Gut microbes and their metabolites can alter intestinal mucosal permeability, affecting skin barrier function as they enter the circulatory system. In mouse experiments, phenols produced by gut bacteria were found to accumulate in the skin through circulation, downregulating the expression of keratin 10 and interfering with the differentiation of keratinocytes, thereby affecting epidermal differentiation and skin barrier function. Additionally, clinical trials have shown that individuals lacking sufficient probiotic intake have elevated levels of free p-cresol in their serum and reduced skin hydration capacity. Short-chain fatty acids produced by gut microbes play an important role in the treatment of inflammatory diseases, with propionate promoting the production of macrophages and dendritic cell precursors, enhancing phagocytic capacity, and inhibiting the differentiation of naive T cells into Th2 cells, preventing allergic inflammation. Another clinical trial indicated that after supplementing with the Bifidobacterium strain LKM512, the concentration of kynurenic acid, a metabolite of tryptophan, significantly increased in the feces of atopic dermatitis patients, leading to reduced skin itching and improved quality of life. Kynurenic acid has mucosal protective and immune-regulating effects. Furthermore, the intake of Bifidobacterium LKM512 promotes the increased production of short-chain fatty acids, especially butyrate, in the patients' intestines, inducing the production of Th1 cytokines and promoting the recovery of intestinal mucosal barrier function.

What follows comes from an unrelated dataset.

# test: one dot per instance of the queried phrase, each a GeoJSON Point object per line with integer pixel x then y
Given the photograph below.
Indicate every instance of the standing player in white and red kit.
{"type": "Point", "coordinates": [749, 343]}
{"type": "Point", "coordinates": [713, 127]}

3. Neuroendocrine Regulatory Pathway

Many data indicate that the itching associated with atopic dermatitis is related to genetic, environmental, and psychological factors. In the skin, the nervous and immune systems interact bidirectionally through neuroactive substances (neuropeptides and neurotransmitters) released by skin nerves and immune cells. The gut microbiome can regulate the gut-skin axis through direct and indirect pathways. Studies have found that feeding mice with Lactobacillus significantly alleviates stress-induced hair loss and neurodermatitis, confirming a connection between the gut, skin, and nervous systems. Numerous animal experiments have shown that stress and the activity of the hypothalamic-pituitary-adrenal axis can affect the composition of gut microbiota. For example, mice exposed to chronic psychosocial stress have a higher relative abundance of Bacteroides in their cecum, while the abundance of Clostridium decreases, along with increased levels of interleukin-6 and chemokine CCL2. Moreover, under stress conditions, the adrenal axis regulates cortisol secretion, which can alter the composition of gut microbiota and affect local and systemic immune cells in the gut, as well as change intestinal permeability and barrier function. This also alters the levels of neuroendocrine molecules in circulation, such as tryptamine and serotonin, improving skin barrier function and alleviating skin inflammation.

References:

Pei Yue, Mo Xiumei, Ping Ruiyue, Zeng Jianbo, Zhang Yu, Li Hongyi. Research progress on the correlation between atopic dermatitis and intestinal and skin microbiota. Journal of Chinese Integrative Medicine and Dermatology.

Zhang Jie, Zheng Xiaocao, Cao Xianwei. The correlation between atopic dermatitis and gut microbiome. Journal of Chinese Leprosy and Dermatology.

Che Dandan, Di Zhenghong. Progress in the treatment of atopic dermatitis. Medical Review 1006-2084(2019)18-3634-07.

Note: This article is for informational purposes only and should not be considered medical guidance.